Influence of Confining Walls on the Dynamics of Supercooled Simple Liquids

Abstract

The relaxation dynamics of supercooled liquids in the bulk shows many features that are not seen in the dynamics of liquids at elevated temperatures, such as a very slow decay of the time-correlation functions, stretching, etc. The dynamics of liquids that are close to a surface (free space, confining wall, etc.) is even more complex in that the stretching is increased and in that there is evidence for the presence of multiple time scales. In this paper we review some results of recent molecular dynamics computer simulations in which we investigated the dynamics of a simple glass forming liquid in the vicinity of a wall. Two types of walls axe studied: A rough one and a smooth one. We find that at low temperatures the relaxation dynamics close to the rough wall is orders of magnitude slower than the one in the bulk, whereas close to a smooth wall a significant acceleration is found.

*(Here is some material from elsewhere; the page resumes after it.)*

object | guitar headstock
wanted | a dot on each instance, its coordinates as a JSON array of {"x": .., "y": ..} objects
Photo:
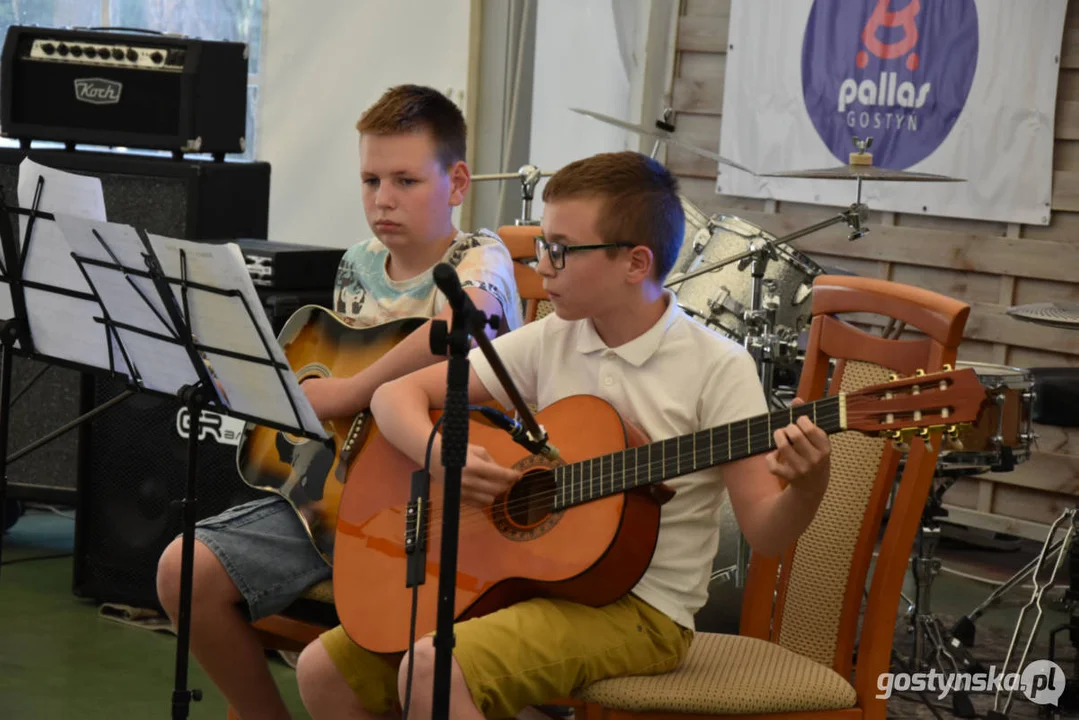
[{"x": 948, "y": 401}]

We discuss how the relaxation dynamics of the liquid depends on the distance from the wall and propose some simple functional forms to describe this dependence. Using these dependencies it is possible to extract various dynamical length scales and we find that these scales show an Arrhenius dependence on temperature. Finally we show how these type of investigations can be used to rationalized some experimental findings on the dynamics of confined simple liquids.